Pub Date : 2023-08-30DOI: 10.1093/dote/doad052.256
Matteo Santangelo, G. Capovilla, A. Vittori, F. Forattini, L. Provenzano, L. Nicoletti, Andrea Costantini, L. Moletta, M. Valmasoni, M. Costantini, E. Savarino, R. Salvador
Assessing patients following Laparoscopic Fundoplication (LF) can be challenging. Functional information provided by pathophysiological testing—which can shed light on the cause of recurrent symptoms—could be key to clinical decision making. The value of performing High-Resolution Manometry (HRM) after LF is still unclear and debated. We sought to establish the HRM parameters indicative of a functioning fundoplication, and whether HRM could distinguish it from a tight or defective one. We studied patients with gastroesophageal reflux disease (GERD) who underwent laparoscopic Nissen (LN) or Toupet (LT) fundoplication between 2010–2022. HRM and pH monitoring were performed before and 6 months after surgery. LF failure was defined as GerdQ score ≥ 8 and abnormal 24 h-pH study or just abnormal 24 h-pH study. The study population was divided into 5 groups: LN and LT patients with normal pH monitoring (LNpH- and LTpH-, respectively); LN and LT patients with pathological pH monitoring (LNpH+ and LTpH+ groups, respectively); and patients with postoperative severe dysphagia (Dysphagia group). The novel Hiatal Morphology (HM) classification was applied, envisaging 3 subtypes: HM1 (normal morphology); HM2 (intrathoracic fundoplication); and HM3 (slipped fundoplication). We recruited 132 patients: 46 in the LNpH- group, 51 in the LTpH- group, 15 in the LNpH+ group, 7 in the LTpH+ group, and 5 in the Dysphagia group (Figure 1). Eight patients with GerdQ score ≥ 8 and normal 24 h-pH findings were excluded. At univariate analysis, postoperative lower esophageal sphincter (LES) basal pressure (p = 0.011), total and abdominal LES length (p = 0.014, p < 0.001) were correlated with LF failure.
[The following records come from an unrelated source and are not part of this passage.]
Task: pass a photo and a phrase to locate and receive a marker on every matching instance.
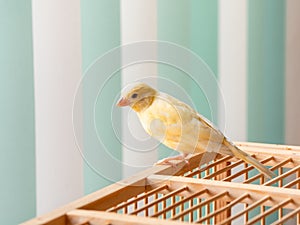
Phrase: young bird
(179, 127)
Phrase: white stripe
(57, 71)
(233, 72)
(138, 23)
(292, 113)
(233, 67)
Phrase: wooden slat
(245, 170)
(245, 211)
(269, 211)
(139, 184)
(217, 162)
(234, 189)
(272, 169)
(135, 200)
(287, 217)
(173, 193)
(292, 183)
(226, 207)
(203, 203)
(75, 217)
(181, 202)
(286, 174)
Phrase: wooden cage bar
(189, 194)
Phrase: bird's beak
(123, 102)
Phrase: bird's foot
(172, 161)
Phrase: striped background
(252, 46)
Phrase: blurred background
(251, 46)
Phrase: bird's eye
(134, 95)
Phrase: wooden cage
(225, 191)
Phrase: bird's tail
(247, 158)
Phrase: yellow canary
(181, 128)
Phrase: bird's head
(138, 97)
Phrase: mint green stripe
(172, 26)
(100, 33)
(192, 24)
(266, 32)
(266, 36)
(203, 40)
(17, 148)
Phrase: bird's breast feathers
(172, 122)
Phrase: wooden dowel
(269, 211)
(207, 201)
(245, 170)
(276, 179)
(235, 201)
(175, 192)
(246, 210)
(292, 183)
(272, 169)
(146, 194)
(287, 217)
At multivariate analysis, postoperative abdominal LES length (p = 0.001) and HM2 (p < 0.001) were independently associated with surgical failure. Integrated relaxation pressure (IRP) was significantly higher in the Dysphagia group than in the LNpH- group. This study generated reference HRM values for an effective LF and confirms that using HRM to assess the abdominal portion of the neo-sphincter and abnormal hiatal morphology (HM2) improves the clinical assessment of recurrent symptoms. HRM can distinguish patients with a well-functioning wrap from those developing recurrent GERD due to an ineffective wrap. Postoperative IRP also correlated significantly with the onset of dysphagia after surgery.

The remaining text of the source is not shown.